Moreover, I would like to see more variety. More languages mixed. Long story short: the reign of Java, the reign of C#, these shouldn’t exist.
Anyway… Here’s my list.
- Ada
- Erlang
- Go
- Raku (Perl6)
- Smalltalk
Now I would like to add few languages I love-hate, and I’ve never studied them deeply, but I feel they are something worth learning in 2021.
- Haskell
- Lisp — or one of those other
()
language
And I would like to add also a great old but also modern one (check out the latest standard), too often seen behind the curtain of misconceptions:
- Fortran
Ok, now two less unknown or underused languages:
- Python
- Ruby
About Ruby, they say it’s going to fade, or already faded. Its thrust came mostly from Ruby on Rails, I think. As language, I like it more than Python. If you learn Ruby in 2021, anyway, you won’t regret it!
Do not trust lists of languages you should learn in year YYYY
Of course it doesn’t make sense. Just learn whatever, but remember that the answer doesn’t need to be always Java (or C#!) 😄
If you are in the position to do it, I ask you the favor of pushing Erlang, and also Ada, whenever appropriate (the hard part is to recognize when it is, I know). I’m not asking it for Go because maybe Google is doing it well — I don’t know.
Anyhow, why you shouldn’t trust those lists (except mine, of course)?
You can read things like these:
[cons of C/C++] Plagued by the issues of buffer overflow and memory corruption
It seems like it’s those languages’ fault, but it is not. The languages don’t help mitigating the tendency of programmers (especially bad ones) to do mistakes, this can be true. But still, saying they are plagued by the issues of buffer overflow and memory corruption it’s stupidity… And it’s very likely that they wrote those silly words using an operating system and an editing program written in C++ or in C!
[cons of Java] Slower than natively compiled programming languages, like C and C++
This myth of needing speed. I’m a Java hater, but this makes no-sense because 1) very often, more often than usually is recognized, companies don’t need speed in the sense of computational power; 2) JIT compilation is enough for all the “enterprise” usage of Java — and if not, write the computationally intensive stuffs in C (you can call C from Java, you know, and also viceversa…)
And they say nothing about the null pointer exception!
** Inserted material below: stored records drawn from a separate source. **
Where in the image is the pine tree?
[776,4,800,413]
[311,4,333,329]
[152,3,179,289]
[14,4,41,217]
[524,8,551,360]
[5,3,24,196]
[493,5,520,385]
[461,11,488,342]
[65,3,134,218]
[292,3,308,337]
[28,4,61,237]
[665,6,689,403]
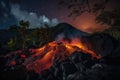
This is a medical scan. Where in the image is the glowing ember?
[23,39,100,73]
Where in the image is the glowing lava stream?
[23,39,100,73]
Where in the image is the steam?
[11,4,59,28]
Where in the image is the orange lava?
[23,38,100,73]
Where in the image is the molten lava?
[23,39,100,73]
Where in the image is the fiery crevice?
[23,39,100,73]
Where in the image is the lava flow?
[23,39,100,73]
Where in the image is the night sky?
[0,0,120,32]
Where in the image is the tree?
[18,21,30,49]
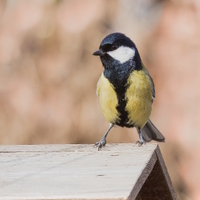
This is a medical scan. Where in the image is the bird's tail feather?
[142,119,165,142]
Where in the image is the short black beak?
[93,49,104,56]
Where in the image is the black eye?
[111,44,118,51]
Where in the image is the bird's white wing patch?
[107,46,135,64]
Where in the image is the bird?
[93,32,165,150]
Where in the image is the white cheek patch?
[107,46,135,64]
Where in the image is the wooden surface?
[0,143,176,199]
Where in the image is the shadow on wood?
[0,143,177,200]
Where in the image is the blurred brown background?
[0,0,200,200]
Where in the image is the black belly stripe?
[104,65,134,127]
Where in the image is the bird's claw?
[136,140,146,147]
[94,138,106,151]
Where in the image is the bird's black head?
[93,33,141,69]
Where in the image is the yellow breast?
[125,69,153,128]
[96,73,119,123]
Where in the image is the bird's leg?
[136,128,145,146]
[95,123,114,150]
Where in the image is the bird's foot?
[136,140,146,147]
[94,137,106,151]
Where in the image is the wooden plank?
[0,143,174,199]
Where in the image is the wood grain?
[0,143,177,199]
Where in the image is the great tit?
[93,33,165,150]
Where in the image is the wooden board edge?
[155,146,178,200]
[128,145,158,200]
[cons of Go] Absence of a virtual machine makes complex programs less efficient
What? A new level of non-sense. Java runs on a VM and it has the cons of being slower than natively compiled languages. Go is natively compiled (as C, C++, …) and that’s among cons because evidently complex programs need a VM to be more efficient!
Another cons of Go:
No GUI library
Well, as C, C++, and many other if you add in the standard library. But often it’s just false — in fact surely there are Go bindings for common GUI libraries like Qt or GTK.
Morevoer, this is written clearly thinking about desktop and average users who think that programs must show themselves in a nice and graphical way.
Are you going to write desktop application in Go? Maybe not. Because of this do I need to list among cons the fact that there’s no standard GUI library? (Like in C and C++, again…)
This article I am citing is simply crap…
Here a con of C#
Almost all variables are references and memory deallocation is implicit using a garbage collector
That’s the same in Java. But Java hasn’t this particular con. It has this one instead:
Expensive memory management
It is so because Java has a garbage collector. And objects are always references implicitly deallocated.
Among the cons of C#:
Requires decent effort and time to learn
That’s true for Java, C, C++, and many more.
Resolving errors requires serious expertise and knowledge
Why resolving errors in C# should need more serious expertise and knowledge than the one needed to resolve errors in, say, Java?
That’s crap written by someone who had to fill in a list but who does not really know the matter.
And for this, do not trust lists of “programming languages you should learn”, especially when they try to add a list of pros and cons. I did not, so you can trust my list!